Saturday, January 12, 2019

Pemanis Bibir

Istriku masih tertidur pulas saat alarm berbunyi. Kupanggil namanya juga tak ada respon, padahal dia orang yang mudah dibangunkan cukup dengan bersuara di dekatnya. Biasanya dia selalu bangun sebelum alarm berbunyi dan membangunkanku untuk tahajud bersama. Mungkin dia sedang berhalangan atau kecapaian karena tidur terlalu malam menungguku pulang terlambat karena menyelesaikan laporan akhir pekan. Aku tak tega membangunkannya dan kubiarkan dia tidur dengan mulut sedikit menganga.

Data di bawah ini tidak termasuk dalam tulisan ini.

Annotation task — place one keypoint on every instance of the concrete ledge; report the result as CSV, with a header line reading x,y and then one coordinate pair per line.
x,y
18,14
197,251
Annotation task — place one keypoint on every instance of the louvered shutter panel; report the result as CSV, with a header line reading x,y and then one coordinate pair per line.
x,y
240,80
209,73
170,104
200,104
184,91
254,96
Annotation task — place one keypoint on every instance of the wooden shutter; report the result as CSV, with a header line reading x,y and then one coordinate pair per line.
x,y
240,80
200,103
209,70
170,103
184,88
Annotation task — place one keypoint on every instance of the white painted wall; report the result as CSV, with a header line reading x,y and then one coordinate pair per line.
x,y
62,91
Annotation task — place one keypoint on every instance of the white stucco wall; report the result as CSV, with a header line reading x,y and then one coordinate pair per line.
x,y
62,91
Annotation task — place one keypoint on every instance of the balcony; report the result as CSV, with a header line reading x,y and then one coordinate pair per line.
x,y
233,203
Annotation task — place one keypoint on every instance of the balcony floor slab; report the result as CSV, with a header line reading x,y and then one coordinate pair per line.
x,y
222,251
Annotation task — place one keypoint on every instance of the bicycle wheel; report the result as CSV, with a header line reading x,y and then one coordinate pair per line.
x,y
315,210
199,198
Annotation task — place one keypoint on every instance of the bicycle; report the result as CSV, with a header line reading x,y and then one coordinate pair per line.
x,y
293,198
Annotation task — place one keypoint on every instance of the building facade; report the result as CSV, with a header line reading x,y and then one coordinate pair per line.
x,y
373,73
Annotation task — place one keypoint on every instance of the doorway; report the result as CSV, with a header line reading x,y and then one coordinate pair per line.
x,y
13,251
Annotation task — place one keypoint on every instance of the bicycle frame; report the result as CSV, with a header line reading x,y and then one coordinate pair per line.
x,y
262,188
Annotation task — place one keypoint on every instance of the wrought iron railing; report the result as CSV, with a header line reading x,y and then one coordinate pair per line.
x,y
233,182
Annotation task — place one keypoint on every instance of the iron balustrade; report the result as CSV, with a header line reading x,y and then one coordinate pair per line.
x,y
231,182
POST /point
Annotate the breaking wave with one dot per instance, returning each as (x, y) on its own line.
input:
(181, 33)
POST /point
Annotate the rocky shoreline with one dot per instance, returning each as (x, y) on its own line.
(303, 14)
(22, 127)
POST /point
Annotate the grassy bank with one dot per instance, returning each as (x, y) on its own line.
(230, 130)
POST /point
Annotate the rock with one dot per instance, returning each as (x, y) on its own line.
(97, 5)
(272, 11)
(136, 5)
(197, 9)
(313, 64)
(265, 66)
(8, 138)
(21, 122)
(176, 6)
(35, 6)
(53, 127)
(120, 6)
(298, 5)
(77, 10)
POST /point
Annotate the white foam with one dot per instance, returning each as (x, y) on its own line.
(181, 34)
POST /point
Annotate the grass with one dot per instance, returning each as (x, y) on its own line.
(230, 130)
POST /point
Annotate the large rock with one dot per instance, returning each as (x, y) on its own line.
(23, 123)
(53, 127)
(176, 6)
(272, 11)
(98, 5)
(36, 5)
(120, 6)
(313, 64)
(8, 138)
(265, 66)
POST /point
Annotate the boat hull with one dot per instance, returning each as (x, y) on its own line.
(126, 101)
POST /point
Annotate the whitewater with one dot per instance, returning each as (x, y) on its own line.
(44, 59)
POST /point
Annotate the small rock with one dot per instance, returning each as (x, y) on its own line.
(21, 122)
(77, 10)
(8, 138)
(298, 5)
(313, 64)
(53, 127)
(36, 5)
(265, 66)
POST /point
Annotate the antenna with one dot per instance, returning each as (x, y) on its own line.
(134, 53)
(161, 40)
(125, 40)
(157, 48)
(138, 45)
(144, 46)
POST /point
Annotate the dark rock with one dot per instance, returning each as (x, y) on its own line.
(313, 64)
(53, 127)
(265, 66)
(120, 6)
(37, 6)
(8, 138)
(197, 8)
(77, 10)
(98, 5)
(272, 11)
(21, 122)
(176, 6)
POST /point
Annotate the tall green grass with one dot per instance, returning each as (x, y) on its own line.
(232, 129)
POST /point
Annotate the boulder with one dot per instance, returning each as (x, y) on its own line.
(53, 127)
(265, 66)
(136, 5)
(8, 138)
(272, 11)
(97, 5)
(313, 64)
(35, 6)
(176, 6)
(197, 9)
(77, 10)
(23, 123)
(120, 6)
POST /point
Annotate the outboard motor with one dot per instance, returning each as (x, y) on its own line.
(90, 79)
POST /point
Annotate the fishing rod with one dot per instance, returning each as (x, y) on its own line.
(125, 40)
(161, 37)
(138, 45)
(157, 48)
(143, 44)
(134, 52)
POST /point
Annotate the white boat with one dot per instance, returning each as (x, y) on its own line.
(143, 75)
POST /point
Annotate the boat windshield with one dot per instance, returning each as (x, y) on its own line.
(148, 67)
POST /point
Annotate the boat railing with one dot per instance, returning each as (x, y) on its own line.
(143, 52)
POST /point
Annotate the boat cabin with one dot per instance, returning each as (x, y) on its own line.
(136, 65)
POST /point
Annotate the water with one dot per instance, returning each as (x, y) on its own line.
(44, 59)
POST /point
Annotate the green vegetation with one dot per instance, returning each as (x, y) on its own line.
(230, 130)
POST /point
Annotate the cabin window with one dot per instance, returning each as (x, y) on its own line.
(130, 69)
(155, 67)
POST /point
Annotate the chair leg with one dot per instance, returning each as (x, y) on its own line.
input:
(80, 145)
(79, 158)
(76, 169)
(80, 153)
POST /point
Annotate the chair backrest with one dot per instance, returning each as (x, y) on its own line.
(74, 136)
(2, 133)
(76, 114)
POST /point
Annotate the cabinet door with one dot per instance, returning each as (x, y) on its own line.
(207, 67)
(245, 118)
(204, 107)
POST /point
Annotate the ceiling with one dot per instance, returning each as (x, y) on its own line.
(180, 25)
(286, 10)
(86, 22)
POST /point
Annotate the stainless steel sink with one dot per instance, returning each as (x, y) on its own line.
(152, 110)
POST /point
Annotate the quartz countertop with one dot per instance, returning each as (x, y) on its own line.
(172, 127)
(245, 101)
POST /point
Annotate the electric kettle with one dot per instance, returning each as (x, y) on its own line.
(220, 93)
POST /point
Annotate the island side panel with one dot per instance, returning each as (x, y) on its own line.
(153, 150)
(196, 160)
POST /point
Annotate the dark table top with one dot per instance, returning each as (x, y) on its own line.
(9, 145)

Hingga adzan shubuh berkumandang dia tak bergeming. Curiga. aku dekati dia dan kupegang badannya, demam. Panik, tak tahu harus bagaimana merawatnya. Aku selimuti dia lebih tebal mengingat Ibu dulu melakukan itu saat aku sakit.

Kuambil ponsel segera menghubungi seseorang, tapi aku ragu siapa yang harus kutelpon untuk konsultasi; ibuku atau ibu mertuaku. Sambil kupegangi dahinya aku coba berpikir jernih di tengah kepanikan.

"Bu, Denok sakit, badannya demam, aku harus gimana?", kuadukan kepanikanku tanpa basa-basi pada Ibu.
***
Saran Ibu kulakukan tanpa terlewat detailnya, Denok berangsur membuka mata dan memaksa untuk melakukan aktivitas.

"Aku gapapa, Mas.", Denok berdiri sempoyongan hampir jatuh. Ngeyel. Maka kubalik paksa dia untuk tetap tidur.

Menjelang siang, Ibu datang bersama adikku. Baru saja kubuka pintu, Ibu dan adikku tersenyum geli melihat mukaku masih nampak panik.

"Denok di kamar? Ibu siapin makannya dulu yaa.. Nanti Ibu ke kamar.", Ibu dan adikku menuju dapur menyiapkan makanan yang mereka bawa.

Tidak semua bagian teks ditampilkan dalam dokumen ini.